学問・思想・宗教などについて触れていても、私自身がそれらを正しいと考えているわけではありません。
序文
ヴィトゲンシュタインの『確実性の問題』は、ヴィトゲンシュタインの著作の中ではあまり話題になりませんが私個人としてはかなり好きな著作の部類に入ります。
引用文
私の世界像は、私がその正しさを納得したから私のものになったわけではない。私が現にその正しさを確信しているという理由で、それが私の世界像であるわけでもない。これは伝統として受けついだ背景であり、私が真と偽を区別するものもこれに拠ってのことなのだ。
『ウィトゲンシュタイン全集9』p31
感想
人が何かを正しいと判断した場合、その正しさはその人個人による納得や確信というものよりも、彼の背景にある伝統、そしてその対象が社会あるいは人類全体でどのように解釈されてきたのかという伝統によって信念として固定されている部分があるように思えます。
その伝統が正しいという意味でもなく、間違っているという意味でもなく、私たちの世界像は社会的な、あるいは人類的な経験に基づく伝統によって構築されていると言えるかもしれません。

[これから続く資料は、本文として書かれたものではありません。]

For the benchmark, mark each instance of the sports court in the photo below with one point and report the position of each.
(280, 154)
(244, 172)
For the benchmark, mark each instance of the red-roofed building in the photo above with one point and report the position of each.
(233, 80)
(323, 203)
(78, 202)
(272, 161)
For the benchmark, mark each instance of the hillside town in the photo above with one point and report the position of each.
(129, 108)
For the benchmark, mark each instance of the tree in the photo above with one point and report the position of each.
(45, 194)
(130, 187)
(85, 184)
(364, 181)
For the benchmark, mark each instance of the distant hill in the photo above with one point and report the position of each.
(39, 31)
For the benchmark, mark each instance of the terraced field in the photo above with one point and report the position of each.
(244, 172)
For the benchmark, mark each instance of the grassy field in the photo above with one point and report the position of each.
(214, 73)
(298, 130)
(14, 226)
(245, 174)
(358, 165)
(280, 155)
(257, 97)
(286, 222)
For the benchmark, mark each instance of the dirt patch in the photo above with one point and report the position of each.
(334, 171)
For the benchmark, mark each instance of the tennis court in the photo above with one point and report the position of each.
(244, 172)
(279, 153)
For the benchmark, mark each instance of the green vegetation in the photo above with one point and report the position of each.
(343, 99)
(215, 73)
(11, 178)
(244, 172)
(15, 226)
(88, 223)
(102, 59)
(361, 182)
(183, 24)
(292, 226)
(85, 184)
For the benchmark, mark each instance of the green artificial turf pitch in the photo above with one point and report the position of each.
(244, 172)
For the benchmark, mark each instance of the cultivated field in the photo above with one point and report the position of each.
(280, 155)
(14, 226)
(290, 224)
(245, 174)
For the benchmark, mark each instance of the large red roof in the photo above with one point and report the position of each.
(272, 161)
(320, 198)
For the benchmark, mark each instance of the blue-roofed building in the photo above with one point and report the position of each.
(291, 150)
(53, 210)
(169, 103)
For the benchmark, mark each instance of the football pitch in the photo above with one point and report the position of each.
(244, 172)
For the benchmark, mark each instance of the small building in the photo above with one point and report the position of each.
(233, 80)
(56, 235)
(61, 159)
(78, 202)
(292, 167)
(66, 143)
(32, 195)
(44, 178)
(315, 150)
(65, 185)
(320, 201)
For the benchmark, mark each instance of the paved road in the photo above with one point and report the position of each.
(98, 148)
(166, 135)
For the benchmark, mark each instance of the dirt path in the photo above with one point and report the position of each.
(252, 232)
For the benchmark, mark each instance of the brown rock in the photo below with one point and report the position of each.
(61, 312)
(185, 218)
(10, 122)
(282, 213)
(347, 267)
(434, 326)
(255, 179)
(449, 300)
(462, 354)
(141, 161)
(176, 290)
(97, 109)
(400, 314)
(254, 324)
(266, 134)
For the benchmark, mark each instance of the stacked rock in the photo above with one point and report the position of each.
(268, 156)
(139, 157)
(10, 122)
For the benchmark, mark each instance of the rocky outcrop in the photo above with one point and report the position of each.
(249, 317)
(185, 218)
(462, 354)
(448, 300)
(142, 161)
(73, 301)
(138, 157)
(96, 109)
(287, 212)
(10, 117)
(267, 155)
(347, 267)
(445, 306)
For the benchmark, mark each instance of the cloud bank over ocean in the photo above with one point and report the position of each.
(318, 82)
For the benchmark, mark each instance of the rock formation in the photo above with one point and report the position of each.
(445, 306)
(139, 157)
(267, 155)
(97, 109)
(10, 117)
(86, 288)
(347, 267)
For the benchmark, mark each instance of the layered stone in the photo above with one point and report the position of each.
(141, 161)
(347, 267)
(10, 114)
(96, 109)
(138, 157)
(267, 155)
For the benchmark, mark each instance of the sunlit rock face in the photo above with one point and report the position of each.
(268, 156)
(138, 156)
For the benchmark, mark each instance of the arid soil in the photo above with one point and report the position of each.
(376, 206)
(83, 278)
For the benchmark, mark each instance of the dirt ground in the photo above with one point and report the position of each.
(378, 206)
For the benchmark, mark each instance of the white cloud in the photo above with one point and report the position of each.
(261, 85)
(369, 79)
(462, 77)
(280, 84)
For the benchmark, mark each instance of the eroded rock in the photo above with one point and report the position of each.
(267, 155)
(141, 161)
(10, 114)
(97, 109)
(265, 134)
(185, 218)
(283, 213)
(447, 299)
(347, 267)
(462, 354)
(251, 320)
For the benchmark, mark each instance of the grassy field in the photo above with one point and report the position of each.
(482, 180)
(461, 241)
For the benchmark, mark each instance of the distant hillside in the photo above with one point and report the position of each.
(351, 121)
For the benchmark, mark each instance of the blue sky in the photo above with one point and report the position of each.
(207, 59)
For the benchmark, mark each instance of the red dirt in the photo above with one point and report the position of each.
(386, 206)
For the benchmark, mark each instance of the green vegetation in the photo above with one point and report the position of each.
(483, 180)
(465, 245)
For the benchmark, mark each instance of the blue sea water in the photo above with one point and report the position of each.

このような伝統のおかげで人は速やかに物事を判断することができると言えるのと同時に、場合によっては速やかにその伝統を受け継いでしまうという言い方もできるでしょう。
私もあなたも、世界の様々な現象について、私が納得したから、私が確信したからそう思っているのではなく、一種の伝統として、それを受け継いでいるというべきかもしれません。
どんなに理屈を並べても、どんなに合理性を追求しても、もしかすると、私たちは私たち自身の伝統という枠組みの中でしか、その物事の合理性を判断できないのかもしれません。
もちろんすべてのケースでとはいいませんが。